I smiled, deeply amused by both the idea and the fact that Halston had made this guess.
“I see, I’m wrong again. Why don’t you tell me? You know I’m not a genius. If we wait for me to guess right, it could take years.”
“I think about my cousin sometimes.”
“Your uncle’s daughter?”
“No. My cousin Julie. She’s my uncle’s brother’s daughter.”
“Also a first cousin?”
“Yes.”
“Is that a secret? That you have fantasies about her?”
“Sure.”
“Okay. Our time’s up. I’ll see you tomorrow. If you remember anything about the ice cream, let me know then.” He smiled. “That’s your homework.”

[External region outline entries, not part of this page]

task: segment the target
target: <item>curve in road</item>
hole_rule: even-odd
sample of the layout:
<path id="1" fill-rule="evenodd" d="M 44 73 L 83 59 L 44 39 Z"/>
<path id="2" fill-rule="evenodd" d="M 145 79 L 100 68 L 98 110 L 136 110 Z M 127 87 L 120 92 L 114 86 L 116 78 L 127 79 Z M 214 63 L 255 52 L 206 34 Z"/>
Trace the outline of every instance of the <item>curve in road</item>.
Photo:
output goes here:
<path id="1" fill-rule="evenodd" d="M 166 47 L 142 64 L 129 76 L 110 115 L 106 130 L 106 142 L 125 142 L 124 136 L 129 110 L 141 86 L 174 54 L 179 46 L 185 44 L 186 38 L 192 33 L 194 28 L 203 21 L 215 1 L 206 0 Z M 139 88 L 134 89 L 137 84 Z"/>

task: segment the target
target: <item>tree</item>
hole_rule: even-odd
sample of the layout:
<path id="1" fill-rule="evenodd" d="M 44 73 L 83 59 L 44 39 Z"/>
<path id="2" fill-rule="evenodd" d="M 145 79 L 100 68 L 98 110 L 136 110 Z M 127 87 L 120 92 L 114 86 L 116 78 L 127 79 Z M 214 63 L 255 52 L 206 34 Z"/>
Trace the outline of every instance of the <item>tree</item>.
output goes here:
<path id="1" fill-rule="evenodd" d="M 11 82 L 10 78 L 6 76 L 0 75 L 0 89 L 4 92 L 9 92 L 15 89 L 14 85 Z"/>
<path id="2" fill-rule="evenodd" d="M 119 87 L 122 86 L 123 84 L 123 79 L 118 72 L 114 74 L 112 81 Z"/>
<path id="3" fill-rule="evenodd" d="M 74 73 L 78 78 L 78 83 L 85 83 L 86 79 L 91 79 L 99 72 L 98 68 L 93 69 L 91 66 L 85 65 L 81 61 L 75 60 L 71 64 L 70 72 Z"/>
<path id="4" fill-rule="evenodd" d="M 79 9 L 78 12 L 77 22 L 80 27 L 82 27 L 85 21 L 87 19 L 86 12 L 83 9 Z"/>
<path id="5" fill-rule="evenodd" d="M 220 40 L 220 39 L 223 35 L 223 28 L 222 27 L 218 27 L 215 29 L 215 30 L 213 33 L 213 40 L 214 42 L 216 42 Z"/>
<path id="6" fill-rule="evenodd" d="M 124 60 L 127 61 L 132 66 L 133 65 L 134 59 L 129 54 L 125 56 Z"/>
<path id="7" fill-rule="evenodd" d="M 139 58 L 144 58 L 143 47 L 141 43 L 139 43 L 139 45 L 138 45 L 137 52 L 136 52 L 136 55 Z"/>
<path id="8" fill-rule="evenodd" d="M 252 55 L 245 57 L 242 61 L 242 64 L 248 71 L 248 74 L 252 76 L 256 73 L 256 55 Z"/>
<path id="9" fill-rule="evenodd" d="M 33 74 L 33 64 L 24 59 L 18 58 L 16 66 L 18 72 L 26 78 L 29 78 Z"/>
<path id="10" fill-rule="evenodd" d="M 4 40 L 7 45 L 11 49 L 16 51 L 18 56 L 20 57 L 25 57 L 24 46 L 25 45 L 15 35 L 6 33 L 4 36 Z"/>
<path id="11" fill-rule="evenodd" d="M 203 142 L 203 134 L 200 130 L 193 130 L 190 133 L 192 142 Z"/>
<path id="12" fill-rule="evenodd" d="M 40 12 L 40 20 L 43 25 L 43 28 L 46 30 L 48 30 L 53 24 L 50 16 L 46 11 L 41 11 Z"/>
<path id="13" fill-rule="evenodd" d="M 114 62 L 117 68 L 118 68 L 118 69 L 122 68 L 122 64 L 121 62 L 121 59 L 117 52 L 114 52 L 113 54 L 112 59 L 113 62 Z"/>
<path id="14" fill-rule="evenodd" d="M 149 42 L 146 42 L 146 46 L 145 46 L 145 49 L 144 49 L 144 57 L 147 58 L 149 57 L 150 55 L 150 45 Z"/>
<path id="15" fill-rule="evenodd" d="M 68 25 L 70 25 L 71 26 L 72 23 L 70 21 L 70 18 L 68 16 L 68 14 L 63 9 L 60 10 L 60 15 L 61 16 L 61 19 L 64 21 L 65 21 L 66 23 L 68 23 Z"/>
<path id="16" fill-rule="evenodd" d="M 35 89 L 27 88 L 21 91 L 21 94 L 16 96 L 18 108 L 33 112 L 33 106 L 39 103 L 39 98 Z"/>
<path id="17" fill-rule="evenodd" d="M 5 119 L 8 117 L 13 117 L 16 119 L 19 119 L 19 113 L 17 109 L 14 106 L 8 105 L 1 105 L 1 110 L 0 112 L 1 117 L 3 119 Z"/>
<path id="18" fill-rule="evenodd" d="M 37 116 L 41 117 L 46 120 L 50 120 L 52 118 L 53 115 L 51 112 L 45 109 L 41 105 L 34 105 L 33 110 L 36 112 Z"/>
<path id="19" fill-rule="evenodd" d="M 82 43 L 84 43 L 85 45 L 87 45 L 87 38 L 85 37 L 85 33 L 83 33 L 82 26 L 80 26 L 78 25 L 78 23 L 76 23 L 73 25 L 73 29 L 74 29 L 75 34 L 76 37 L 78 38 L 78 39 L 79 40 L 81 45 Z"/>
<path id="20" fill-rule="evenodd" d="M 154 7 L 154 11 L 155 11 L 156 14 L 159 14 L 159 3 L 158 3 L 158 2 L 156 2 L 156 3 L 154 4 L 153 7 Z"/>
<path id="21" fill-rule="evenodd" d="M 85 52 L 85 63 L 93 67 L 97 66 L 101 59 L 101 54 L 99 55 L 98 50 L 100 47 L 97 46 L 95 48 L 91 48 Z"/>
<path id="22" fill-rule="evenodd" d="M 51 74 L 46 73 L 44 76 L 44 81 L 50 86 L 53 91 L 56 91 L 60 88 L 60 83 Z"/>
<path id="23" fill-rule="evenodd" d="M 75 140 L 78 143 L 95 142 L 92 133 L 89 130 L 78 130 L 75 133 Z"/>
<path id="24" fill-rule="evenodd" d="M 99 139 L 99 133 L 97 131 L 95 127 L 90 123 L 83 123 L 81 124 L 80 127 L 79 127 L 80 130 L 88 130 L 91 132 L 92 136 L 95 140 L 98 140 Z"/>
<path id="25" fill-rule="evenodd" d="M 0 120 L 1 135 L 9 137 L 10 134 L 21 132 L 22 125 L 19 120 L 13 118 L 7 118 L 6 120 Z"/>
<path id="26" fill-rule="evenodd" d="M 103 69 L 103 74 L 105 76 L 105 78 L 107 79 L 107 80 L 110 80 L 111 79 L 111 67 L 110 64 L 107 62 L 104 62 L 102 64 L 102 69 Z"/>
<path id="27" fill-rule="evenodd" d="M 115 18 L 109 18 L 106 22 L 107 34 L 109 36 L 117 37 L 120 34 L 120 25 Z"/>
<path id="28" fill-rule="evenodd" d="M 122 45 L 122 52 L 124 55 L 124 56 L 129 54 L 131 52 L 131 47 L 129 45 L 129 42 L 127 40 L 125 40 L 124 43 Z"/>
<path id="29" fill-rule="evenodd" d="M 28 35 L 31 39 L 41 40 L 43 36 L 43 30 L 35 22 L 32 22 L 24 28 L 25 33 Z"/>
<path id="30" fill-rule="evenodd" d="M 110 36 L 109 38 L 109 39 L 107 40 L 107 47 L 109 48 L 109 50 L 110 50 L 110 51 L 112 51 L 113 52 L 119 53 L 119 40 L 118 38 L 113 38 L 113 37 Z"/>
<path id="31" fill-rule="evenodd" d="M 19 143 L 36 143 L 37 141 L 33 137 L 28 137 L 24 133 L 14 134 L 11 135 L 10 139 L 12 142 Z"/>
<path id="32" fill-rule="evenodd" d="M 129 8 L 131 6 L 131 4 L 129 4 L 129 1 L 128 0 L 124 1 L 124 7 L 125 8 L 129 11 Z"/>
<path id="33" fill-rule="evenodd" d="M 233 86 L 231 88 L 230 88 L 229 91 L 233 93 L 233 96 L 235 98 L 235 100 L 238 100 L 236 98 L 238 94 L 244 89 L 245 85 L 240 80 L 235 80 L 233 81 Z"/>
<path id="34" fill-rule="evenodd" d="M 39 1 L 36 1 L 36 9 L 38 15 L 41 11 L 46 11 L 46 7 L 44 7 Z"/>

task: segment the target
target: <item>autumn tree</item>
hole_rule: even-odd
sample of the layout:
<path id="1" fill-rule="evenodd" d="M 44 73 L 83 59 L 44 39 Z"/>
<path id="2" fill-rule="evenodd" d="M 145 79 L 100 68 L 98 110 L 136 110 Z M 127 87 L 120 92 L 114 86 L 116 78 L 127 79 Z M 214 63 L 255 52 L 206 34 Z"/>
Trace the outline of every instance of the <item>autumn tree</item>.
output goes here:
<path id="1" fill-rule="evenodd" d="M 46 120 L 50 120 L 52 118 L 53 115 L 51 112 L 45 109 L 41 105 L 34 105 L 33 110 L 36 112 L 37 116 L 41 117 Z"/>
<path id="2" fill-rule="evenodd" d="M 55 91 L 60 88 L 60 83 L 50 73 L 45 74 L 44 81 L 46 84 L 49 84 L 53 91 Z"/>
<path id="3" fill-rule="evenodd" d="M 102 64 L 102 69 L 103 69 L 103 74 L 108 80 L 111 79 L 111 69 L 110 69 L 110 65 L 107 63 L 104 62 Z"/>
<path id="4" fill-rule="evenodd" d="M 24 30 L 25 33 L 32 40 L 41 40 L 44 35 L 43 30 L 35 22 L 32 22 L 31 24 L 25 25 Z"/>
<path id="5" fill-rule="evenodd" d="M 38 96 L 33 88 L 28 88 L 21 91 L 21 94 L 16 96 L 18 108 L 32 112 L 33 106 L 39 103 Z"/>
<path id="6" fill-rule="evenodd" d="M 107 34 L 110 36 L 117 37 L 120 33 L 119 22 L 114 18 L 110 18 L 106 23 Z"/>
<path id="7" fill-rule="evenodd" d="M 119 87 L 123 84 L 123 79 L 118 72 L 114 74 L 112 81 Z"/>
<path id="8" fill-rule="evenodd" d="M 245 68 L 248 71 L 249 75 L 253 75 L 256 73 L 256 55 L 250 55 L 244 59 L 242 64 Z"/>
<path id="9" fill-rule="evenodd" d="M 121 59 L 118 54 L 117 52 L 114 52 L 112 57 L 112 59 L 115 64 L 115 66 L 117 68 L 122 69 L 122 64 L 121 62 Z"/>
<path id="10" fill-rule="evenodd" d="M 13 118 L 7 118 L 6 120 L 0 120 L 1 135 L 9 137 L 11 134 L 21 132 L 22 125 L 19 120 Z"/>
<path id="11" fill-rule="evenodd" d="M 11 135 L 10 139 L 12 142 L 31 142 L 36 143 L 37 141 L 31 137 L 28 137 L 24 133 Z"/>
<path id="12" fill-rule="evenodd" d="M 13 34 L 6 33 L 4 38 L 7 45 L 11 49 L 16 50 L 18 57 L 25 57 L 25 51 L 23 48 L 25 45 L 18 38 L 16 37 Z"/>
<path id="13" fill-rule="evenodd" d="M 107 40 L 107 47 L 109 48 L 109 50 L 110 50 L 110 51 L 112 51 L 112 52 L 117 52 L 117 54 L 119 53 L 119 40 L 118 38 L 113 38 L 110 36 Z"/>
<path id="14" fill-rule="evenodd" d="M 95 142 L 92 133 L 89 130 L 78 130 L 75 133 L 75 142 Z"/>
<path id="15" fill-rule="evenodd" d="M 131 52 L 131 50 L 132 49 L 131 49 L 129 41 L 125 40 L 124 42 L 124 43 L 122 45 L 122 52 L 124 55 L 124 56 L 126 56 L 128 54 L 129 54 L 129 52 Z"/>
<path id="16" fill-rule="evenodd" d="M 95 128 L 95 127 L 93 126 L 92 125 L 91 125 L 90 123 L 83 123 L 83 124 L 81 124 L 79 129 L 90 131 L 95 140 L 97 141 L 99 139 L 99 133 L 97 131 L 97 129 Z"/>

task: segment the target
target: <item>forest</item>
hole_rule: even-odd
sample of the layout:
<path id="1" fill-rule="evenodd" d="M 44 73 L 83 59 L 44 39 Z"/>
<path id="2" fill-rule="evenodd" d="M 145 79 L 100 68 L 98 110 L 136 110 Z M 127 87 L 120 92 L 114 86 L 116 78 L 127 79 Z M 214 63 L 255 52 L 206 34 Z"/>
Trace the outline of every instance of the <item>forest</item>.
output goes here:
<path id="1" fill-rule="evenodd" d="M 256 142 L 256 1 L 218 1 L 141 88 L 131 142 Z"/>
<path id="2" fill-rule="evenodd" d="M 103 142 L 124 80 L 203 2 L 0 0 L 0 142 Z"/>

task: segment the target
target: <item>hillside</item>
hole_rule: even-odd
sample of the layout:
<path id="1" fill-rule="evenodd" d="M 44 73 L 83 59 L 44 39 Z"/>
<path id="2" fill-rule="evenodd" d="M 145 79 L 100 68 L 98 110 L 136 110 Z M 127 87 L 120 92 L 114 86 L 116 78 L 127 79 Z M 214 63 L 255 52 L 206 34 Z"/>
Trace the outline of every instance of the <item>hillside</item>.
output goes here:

That night my uncle came home early for diner, a rare occurrence during the week. My aunt and I usually ate at different times, more to avoid each other than because of our schedules, so it was an exceptionally rare event for all three of us to eat together.
I was feeling pretty good after my day at school and my talk with Halston. I saw the beauty and logic of his plan. It took less effort lying when there was at least one person to tell the truth to. Besides, I wasn’t really lying except by omission, thanks to the muteness. I also had an idea of what I could do to cure myself, thanks to what I thought was Halston’s pointed questions about my sexual fantasies. I was a virgin — that was my problem. I loved women and had done nothing about it. That would make anyone nuts.
Claire, the middle-aged black woman who cooked and served me alone when there was no company, gave us a simple meal of lamb chops, asparagus, and mashed potatoes. When she left, Uncle asked, “How was school?”